Traditional sandboxing tools often force developers to pay for fixed CPU and memory allocations, regardless of actual utilization. Because multi-turn agents frequently sit idle while waiting for inputs or boot-up, companies end up overpaying for overprovisioned capacity. Sailboxes addresses this by utilizing a novel architecture that migrates virtual machines across a large compute fleet based on real-time usage, allowing systems to auto-sleep during downtime.
"We built Sailboxes to encourage unlimited lifetimes, easy forking for parallel scaling, and efficient scheduling to deliver the most compute per dollar," said Neil Movva, CEO and co-founder of Sail Research. The platform grants agents access to full machines with independent disks, Docker support, and local NVMe storage without the runtime limits typically imposed by containerized environments. According to CTO Samir Menon, this removes the need for developers to guess hardware requirements, enabling agents to operate in the cloud with the same consistency as a local machine.

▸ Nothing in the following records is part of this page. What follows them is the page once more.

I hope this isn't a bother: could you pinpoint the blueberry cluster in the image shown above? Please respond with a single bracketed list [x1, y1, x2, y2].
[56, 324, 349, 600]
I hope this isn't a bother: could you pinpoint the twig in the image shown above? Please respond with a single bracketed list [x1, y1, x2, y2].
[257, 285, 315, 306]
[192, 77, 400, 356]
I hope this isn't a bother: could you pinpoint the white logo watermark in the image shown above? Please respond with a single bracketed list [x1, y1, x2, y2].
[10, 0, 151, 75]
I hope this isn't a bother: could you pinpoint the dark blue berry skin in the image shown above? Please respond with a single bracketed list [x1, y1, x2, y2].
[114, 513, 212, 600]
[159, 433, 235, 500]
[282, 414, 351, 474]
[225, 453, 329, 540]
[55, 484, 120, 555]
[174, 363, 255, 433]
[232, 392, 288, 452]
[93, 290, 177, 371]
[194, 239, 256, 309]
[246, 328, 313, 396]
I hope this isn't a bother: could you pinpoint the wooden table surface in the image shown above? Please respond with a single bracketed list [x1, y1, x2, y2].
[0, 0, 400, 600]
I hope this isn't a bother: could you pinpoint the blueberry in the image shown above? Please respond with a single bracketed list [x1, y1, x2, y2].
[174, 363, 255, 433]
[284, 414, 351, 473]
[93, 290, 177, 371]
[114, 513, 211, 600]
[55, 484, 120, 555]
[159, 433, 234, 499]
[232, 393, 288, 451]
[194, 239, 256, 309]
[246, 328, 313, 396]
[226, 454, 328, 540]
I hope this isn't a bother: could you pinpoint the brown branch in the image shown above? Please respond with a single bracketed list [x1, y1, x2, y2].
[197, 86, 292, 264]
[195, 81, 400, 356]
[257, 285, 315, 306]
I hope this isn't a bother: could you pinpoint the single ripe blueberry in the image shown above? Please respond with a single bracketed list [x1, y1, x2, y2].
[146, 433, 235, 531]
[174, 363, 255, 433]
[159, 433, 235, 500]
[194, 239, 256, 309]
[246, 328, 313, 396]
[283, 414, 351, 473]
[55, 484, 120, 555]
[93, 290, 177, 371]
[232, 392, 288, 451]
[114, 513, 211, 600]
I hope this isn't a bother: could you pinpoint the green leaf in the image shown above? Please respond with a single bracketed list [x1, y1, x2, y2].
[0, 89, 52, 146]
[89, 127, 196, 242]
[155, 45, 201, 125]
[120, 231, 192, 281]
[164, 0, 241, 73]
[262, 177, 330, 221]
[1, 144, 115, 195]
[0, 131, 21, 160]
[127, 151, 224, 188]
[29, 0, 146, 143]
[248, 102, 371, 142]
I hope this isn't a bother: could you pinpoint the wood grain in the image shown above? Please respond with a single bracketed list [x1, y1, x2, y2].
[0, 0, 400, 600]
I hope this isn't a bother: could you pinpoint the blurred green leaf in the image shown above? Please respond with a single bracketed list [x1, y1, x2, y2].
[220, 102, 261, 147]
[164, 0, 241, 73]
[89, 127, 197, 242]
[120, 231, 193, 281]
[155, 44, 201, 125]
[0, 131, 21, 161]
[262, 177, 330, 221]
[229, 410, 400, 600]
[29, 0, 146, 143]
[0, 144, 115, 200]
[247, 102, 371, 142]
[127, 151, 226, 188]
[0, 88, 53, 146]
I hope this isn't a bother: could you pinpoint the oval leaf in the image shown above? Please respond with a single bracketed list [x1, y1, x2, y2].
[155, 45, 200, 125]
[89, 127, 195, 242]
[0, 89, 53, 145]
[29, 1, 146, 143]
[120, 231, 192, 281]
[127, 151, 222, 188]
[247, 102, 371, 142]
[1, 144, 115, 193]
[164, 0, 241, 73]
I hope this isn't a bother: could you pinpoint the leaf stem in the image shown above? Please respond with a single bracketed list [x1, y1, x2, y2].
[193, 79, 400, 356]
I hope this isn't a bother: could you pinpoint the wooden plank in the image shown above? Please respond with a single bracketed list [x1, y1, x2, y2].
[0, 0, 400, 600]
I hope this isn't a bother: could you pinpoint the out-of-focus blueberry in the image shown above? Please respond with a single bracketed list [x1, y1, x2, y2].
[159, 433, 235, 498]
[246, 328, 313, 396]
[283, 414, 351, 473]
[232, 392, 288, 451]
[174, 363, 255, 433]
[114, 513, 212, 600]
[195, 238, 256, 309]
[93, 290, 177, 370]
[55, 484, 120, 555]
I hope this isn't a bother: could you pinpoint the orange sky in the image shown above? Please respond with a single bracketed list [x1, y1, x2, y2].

The system is already seeing adoption for reinforcement learning rollouts and automated software development. Quadrillion Labs, for example, utilizes the infrastructure to host agents for its Qualia Cloud platform, enabling researchers to execute complex experimental hypotheses in parallel. Sailboxes are now generally available, joining the company's existing inference stack to provide an end-to-end infrastructure for long-running agent workflows.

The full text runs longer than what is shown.